Croque-mort

Lettre ouverte à nos dirigeants, Il faut remonter à la fin du XVIIIe siècle pour comprendre d’où nous vient ce mot, une époque où mourir à trente ans passait pour une belle carrière et où les épidémies vidaient les villages plus vite qu’on ne creusait les tombes. Croquer, à l’époque, ne voulait pas dire manger. Ça voulait dire faire disparaître, dérober, comme on vole un corps à la vie sans bruit. Certains racontent qu’on ramassait les pestiférés avec un croc au bout d’une perche, pour ne surtout pas les toucher. D’autres jurent que le vrai geste, le seul qui compte, c’était de croquer le gros orteil du défunt avant de refermer la bière, histoire de vérifier une bonne fois qu’il ne restait plus rien à sauver.

Le plus savoureux dans cette histoire, ce n’est pas le métier. C’est la reconnaissance qu’on leur devait. Le croque-mort était de toutes les épidémies, de tous les enterrements, indispensable chaque fois que la mort débordait des cimetières. Et pourtant, jamais un siège à la table familiale, jamais une place au comptoir du village, toujours ce mépris poli qu’on réserve à ceux qui nous rappellent que nous sommes tous périssables.

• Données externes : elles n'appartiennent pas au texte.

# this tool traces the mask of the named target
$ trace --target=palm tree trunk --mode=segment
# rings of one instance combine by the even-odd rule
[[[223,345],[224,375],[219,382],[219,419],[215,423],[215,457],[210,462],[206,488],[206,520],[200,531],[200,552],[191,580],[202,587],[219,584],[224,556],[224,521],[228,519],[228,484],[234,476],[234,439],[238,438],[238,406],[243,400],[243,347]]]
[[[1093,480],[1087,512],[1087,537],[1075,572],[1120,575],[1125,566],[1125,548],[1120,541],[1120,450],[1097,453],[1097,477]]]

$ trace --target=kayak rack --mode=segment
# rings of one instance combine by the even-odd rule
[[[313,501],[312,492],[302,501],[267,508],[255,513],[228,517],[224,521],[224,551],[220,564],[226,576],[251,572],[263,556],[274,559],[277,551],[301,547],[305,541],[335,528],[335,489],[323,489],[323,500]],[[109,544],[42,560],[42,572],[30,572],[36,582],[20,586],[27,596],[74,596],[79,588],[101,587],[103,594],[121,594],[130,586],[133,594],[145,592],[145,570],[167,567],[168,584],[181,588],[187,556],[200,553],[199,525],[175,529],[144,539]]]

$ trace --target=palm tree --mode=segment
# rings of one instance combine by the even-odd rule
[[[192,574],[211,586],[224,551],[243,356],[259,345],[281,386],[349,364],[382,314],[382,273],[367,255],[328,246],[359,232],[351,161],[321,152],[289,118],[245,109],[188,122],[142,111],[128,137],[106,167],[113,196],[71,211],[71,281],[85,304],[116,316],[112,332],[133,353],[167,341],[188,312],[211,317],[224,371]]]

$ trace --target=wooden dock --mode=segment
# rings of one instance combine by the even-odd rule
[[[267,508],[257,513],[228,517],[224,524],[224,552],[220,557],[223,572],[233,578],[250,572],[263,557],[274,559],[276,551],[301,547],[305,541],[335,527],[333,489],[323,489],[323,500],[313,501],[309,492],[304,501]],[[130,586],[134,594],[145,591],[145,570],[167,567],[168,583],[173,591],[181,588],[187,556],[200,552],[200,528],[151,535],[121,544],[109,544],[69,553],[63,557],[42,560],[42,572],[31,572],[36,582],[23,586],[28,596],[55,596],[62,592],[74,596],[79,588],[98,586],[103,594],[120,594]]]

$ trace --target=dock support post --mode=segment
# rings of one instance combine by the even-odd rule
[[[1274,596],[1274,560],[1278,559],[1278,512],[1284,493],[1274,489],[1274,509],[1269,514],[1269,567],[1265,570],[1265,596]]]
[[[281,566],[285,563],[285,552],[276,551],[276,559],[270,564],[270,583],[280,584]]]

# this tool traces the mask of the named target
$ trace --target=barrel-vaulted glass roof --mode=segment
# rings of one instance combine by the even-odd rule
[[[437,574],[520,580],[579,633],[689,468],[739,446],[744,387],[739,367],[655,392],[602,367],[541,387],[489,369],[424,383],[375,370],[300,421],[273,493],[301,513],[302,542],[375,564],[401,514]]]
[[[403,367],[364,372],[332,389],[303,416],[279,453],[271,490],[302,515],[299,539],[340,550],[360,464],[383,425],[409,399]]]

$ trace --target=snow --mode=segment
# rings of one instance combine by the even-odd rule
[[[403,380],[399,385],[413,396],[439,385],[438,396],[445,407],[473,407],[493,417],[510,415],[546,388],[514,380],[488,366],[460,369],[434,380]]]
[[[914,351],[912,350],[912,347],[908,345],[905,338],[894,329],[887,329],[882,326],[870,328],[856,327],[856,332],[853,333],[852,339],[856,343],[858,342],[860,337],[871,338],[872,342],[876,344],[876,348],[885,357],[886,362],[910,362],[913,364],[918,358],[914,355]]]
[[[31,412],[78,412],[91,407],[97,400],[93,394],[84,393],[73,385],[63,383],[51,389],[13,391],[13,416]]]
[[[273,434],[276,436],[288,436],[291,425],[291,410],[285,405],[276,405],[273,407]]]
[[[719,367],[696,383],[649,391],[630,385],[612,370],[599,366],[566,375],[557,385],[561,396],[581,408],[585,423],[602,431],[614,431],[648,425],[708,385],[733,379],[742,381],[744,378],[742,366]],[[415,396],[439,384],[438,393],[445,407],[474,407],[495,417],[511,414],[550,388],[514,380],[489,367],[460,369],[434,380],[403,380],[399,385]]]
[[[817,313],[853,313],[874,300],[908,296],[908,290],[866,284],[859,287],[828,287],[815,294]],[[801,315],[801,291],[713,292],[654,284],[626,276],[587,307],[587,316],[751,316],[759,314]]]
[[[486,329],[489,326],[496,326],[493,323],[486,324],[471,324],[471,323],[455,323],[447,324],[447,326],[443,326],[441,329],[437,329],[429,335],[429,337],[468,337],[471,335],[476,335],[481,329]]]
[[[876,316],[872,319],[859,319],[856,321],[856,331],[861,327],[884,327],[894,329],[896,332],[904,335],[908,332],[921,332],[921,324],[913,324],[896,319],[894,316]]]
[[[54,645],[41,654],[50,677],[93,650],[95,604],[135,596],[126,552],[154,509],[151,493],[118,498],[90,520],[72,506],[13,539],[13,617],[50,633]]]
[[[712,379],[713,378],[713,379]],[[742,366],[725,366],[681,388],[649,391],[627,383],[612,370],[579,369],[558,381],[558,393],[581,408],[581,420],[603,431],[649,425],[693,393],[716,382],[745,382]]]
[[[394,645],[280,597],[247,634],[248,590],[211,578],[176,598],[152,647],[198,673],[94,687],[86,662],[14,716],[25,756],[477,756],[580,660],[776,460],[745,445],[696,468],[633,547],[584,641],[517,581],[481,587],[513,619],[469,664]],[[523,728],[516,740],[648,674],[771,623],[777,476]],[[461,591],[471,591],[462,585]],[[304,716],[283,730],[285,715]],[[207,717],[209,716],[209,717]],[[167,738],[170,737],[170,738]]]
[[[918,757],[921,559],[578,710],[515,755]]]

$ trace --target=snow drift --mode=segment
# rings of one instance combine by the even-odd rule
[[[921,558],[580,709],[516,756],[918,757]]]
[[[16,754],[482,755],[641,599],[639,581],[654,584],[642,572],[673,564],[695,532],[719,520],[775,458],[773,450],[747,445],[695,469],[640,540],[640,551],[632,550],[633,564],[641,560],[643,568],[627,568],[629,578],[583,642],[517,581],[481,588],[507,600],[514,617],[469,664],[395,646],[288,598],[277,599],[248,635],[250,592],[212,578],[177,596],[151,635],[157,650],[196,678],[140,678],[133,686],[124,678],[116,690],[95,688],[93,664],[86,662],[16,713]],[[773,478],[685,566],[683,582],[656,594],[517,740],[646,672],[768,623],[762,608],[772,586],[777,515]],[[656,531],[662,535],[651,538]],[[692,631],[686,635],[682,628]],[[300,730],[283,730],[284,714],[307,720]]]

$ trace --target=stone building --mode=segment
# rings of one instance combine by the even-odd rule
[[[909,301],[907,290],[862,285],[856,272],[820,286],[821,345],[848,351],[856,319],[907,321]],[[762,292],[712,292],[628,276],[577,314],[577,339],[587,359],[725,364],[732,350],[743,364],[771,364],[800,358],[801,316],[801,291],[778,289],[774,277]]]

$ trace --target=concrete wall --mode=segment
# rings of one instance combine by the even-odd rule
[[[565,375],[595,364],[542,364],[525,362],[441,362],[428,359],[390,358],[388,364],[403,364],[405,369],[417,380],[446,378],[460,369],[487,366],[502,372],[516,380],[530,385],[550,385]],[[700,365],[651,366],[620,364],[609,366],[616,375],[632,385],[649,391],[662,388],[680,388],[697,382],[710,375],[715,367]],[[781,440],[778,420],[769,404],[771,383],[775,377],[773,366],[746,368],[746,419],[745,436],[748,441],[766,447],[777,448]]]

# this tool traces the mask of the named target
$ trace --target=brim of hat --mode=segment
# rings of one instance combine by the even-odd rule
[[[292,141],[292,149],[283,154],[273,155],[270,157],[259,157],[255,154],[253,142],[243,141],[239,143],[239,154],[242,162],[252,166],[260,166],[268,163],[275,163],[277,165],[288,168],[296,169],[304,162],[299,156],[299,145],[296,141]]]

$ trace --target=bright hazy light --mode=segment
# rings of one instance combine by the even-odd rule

On les utilisait la nuit et on les évitait le jour, un peu comme certains conseillers qu’on convoque en catastrophe et qu’on renie ensuite sur la place publique.

Mais s’il croquait le gros orteil du défunt avant de le mettre en terre, ce n’était pas par cruauté. Il y a un ohabolana qui dit tout: «Ny hanongotsongona ny maty, tahotry ny handevim-belona.» Croquer l’orteil d’un mort, c’est par peur d’enterrer un vivant. Un dernier geste de vérification avant l’irréversible, le seul moment où ce métier méprisé devenait, l’espace d’une seconde, un acte de miséricorde.

Alors, chers dirigeants, si on vous croque le gros orteil aujourd’hui, ce n’est nullement pour vous faire mal ni pour vous faire vaciller. C’est pour vérifier que vous êtes encore vivants : que vous entendez encore le peuple murmurer avant qu’il ne se mette à crier, que vous sentez encore les colères avant qu’elles n’explosent, que vous avez encore de l’empathie avant qu’elle ne devienne dédain. C’est pour vous éviter d’être enterrés vivants.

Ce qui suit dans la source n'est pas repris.